Some reactions predict a death spiral, but I don't think that will happen. I predict a lot of attrition, and Meta not catching up much on the AI frontier.
A few other forecasts I did: I don't think "Muse Spark" is coming out anytime soon, and I don't think Facebook will entirely cancel their internal surveillance program.
| Forecast | Median | 50% range | 80% range |
|---|---|---|---|
| Next flagship model after Muse Spark | May 2027 | Feb to Oct 2027 | Nov 2026 to Mar 2028 |
| MCI surveillance fully terminated by end-2026 | 5% | n/a | n/a |
The story broke into the open on June 12, when WIRED reported an internal meeting where employees confronted Zuckerberg and TechCrunch detailed conditions inside the unit (WIRED; TechCrunch).

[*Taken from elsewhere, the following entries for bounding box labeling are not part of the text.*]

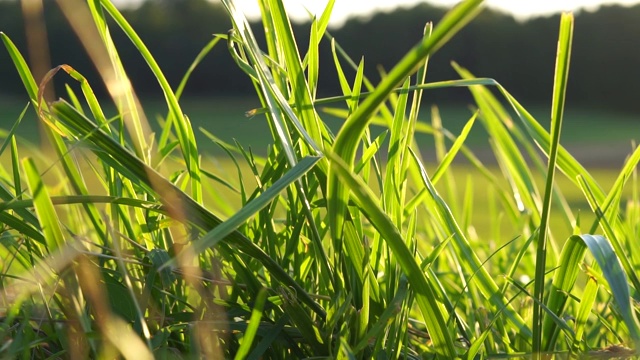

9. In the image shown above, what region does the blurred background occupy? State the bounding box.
[0,0,640,165]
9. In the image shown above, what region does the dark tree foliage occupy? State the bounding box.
[0,0,640,111]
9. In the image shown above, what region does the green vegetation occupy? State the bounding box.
[0,0,640,359]
[0,0,640,112]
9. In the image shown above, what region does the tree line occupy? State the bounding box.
[0,0,640,111]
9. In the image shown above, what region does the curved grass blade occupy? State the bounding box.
[93,0,202,203]
[542,235,587,352]
[22,158,64,251]
[178,156,321,256]
[52,100,325,318]
[326,153,457,358]
[581,235,640,348]
[533,13,573,359]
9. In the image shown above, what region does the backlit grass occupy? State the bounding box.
[0,0,640,359]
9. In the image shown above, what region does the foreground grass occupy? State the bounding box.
[0,0,640,359]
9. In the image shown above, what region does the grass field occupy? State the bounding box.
[0,96,640,162]
[0,0,640,360]
[0,97,640,245]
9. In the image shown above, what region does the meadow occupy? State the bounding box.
[0,0,640,359]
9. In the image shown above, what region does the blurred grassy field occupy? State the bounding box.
[0,97,640,160]
[0,97,640,243]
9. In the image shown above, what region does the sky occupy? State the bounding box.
[236,0,640,26]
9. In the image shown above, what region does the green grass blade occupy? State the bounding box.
[412,148,531,338]
[542,235,587,352]
[52,101,324,317]
[327,153,456,358]
[235,289,267,359]
[431,111,478,184]
[94,0,202,202]
[533,13,573,358]
[327,0,482,242]
[22,158,64,251]
[581,235,640,348]
[185,157,321,254]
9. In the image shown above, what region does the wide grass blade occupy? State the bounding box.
[22,158,64,252]
[52,101,324,317]
[533,13,573,358]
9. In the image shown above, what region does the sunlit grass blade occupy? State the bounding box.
[327,153,456,358]
[542,235,587,352]
[412,148,531,338]
[235,289,267,359]
[52,101,324,316]
[179,157,321,254]
[93,0,202,202]
[327,1,482,242]
[533,13,573,359]
[431,112,478,184]
[22,158,64,251]
[581,235,640,348]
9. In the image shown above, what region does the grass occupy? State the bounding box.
[0,96,635,157]
[0,0,640,359]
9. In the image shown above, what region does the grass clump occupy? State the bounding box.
[0,0,640,359]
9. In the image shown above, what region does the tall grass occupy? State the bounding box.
[0,0,640,359]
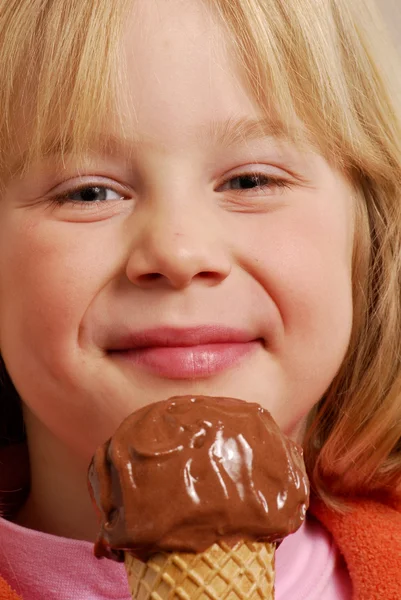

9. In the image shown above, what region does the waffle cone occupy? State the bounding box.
[125,542,275,600]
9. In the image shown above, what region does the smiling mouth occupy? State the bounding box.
[104,327,262,379]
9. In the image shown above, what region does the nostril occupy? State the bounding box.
[139,273,163,281]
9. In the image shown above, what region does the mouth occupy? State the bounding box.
[107,326,262,379]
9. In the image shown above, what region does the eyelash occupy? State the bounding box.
[52,171,292,208]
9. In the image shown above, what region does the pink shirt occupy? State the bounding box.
[0,518,351,600]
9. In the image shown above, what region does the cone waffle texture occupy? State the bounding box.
[125,542,275,600]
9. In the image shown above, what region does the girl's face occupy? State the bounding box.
[0,0,353,461]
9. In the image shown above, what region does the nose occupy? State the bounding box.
[126,208,231,289]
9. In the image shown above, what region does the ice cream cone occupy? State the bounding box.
[125,542,275,600]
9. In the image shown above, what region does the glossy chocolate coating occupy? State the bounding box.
[89,396,309,560]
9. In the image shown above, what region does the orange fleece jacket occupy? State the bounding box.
[0,500,401,600]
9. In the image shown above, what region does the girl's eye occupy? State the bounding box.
[56,185,123,204]
[219,173,288,192]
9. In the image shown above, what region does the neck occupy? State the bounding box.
[15,420,97,542]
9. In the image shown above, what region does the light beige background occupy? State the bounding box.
[380,0,401,53]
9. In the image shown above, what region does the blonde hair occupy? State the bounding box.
[0,0,401,506]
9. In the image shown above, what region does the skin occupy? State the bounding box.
[0,0,354,539]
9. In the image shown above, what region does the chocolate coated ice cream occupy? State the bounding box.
[89,396,309,560]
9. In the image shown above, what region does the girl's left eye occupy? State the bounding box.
[55,185,124,204]
[218,173,289,192]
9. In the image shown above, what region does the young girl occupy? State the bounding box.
[0,0,401,600]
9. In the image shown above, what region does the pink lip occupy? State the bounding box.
[108,326,261,379]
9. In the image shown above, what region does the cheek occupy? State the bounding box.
[231,198,353,408]
[0,216,121,364]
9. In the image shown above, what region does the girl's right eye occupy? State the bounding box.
[54,185,124,204]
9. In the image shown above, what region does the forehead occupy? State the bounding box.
[121,0,259,143]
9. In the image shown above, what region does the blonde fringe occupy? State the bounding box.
[0,0,401,507]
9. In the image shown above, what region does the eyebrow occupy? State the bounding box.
[10,117,301,177]
[205,117,300,146]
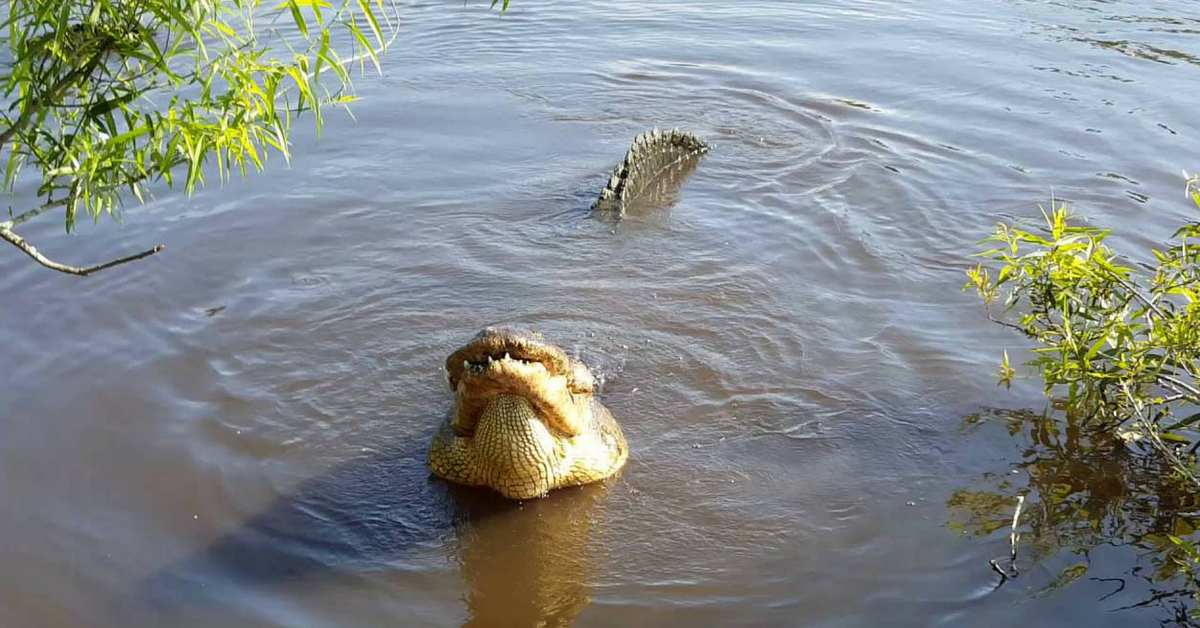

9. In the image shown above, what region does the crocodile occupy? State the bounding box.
[592,128,708,216]
[428,130,708,500]
[430,328,629,500]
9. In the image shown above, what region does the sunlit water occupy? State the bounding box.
[0,0,1200,628]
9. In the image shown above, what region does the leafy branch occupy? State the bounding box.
[965,177,1200,486]
[0,0,400,275]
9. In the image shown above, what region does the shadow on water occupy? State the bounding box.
[138,425,607,627]
[947,409,1200,626]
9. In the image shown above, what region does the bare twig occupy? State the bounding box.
[0,198,67,229]
[988,495,1025,588]
[1156,373,1200,403]
[0,227,166,276]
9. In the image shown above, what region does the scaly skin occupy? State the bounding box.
[430,328,629,500]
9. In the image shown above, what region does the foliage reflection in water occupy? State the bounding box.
[947,409,1200,626]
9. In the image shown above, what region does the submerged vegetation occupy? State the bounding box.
[948,177,1200,624]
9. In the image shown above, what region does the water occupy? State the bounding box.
[0,0,1200,627]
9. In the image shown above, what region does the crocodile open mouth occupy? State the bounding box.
[446,328,595,437]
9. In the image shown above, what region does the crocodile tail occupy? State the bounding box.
[592,128,708,214]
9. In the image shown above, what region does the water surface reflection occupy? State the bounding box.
[947,409,1200,626]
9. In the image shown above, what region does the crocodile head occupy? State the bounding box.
[430,328,628,500]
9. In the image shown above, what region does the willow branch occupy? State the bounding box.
[0,227,166,277]
[0,52,103,148]
[0,198,67,229]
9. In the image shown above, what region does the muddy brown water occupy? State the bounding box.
[0,0,1200,628]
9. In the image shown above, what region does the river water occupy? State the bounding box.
[0,0,1200,628]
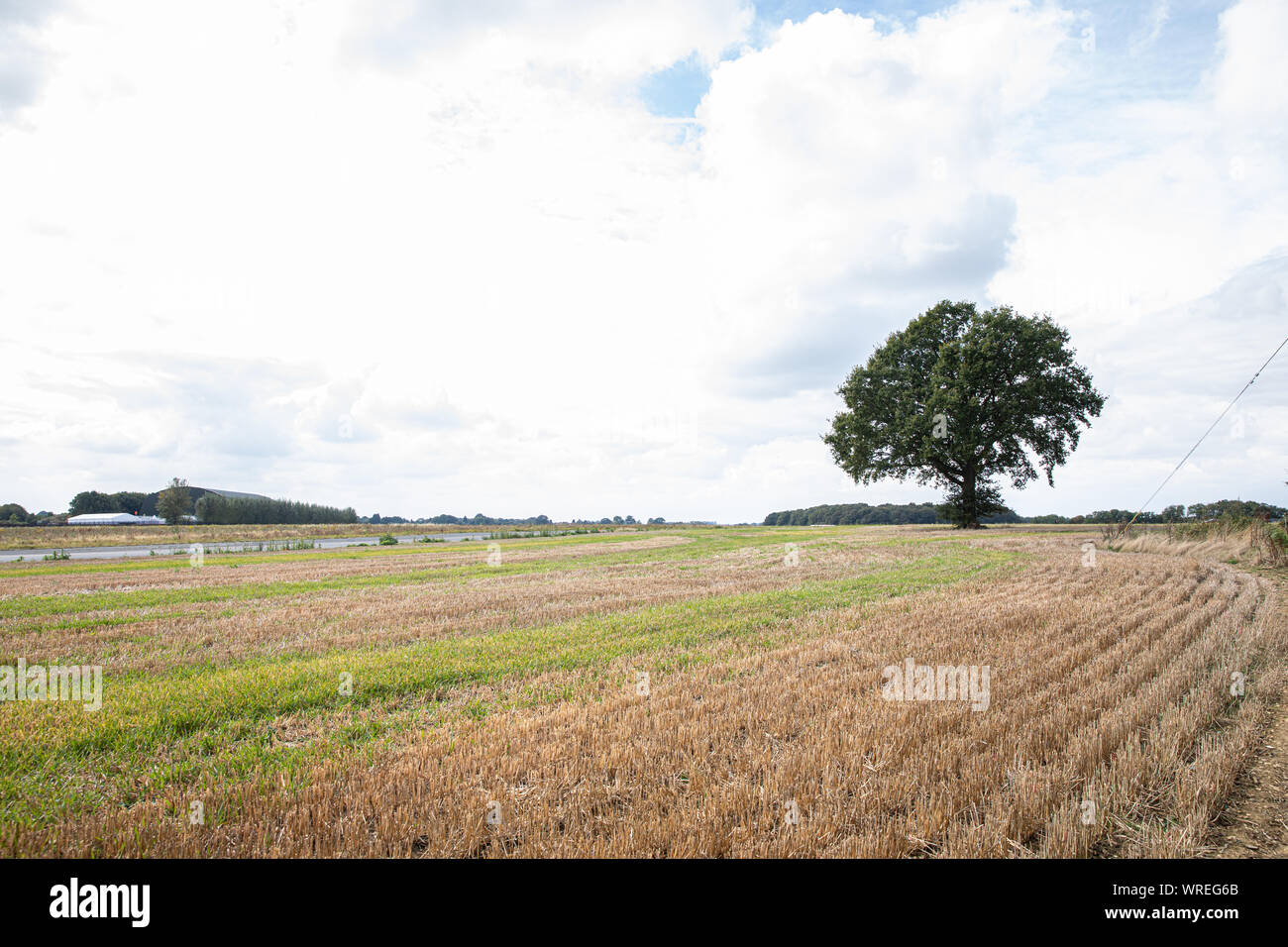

Around 4,500 to 5,000 of the conscripts are software engineers, roughly one in five or six of Meta's 25,000 engineers (The Pragmatic Engineer).
Keep two things about these numbers in mind from the outset, because much of what follows anchors to them. The 6,500 and 4,500-engineer figures, along with the leaked internal details, trace back to a narrow source pool, principally WIRED and Gergely Orosz's Pragmatic Engineer, both relying largely on anonymous current employees, plus The Information and Reuters. Meta has not published them. They are consistent across outlets but not independently confirmed.
Why do it at all? I tweeted about this at greater length, but the short version is that it fits Meta's history. Unlike Apple, Microsoft, or Google, Facebook never built a defensible technical core: its ad engine was borrowed from Google, its biggest wins were acquisitions, and it nearly missed mobile. Zuckerberg has spent the years since the 2012 IPO cash-rich but hunting for a proprietary edge, from the Facebook phone to Libra to Oculus. AI has run the same arc. The open Llama models were the first try and stalled on talent and infighting; paying superintelligence wages for outside researchers and $14.3B for 49% of Scale AI, whose founder Alexandr Wang now runs Meta Superintelligence Labs, was the second and did not obviously work; and conscripting his own engineers to manufacture a unique, defensible dataset is the third. It is dystopian, and he will probably lose some of his best people, but it is a recognizable move: spend the resources you actually have, an army of strong engineers and a business that throws off around $25B a year in profit.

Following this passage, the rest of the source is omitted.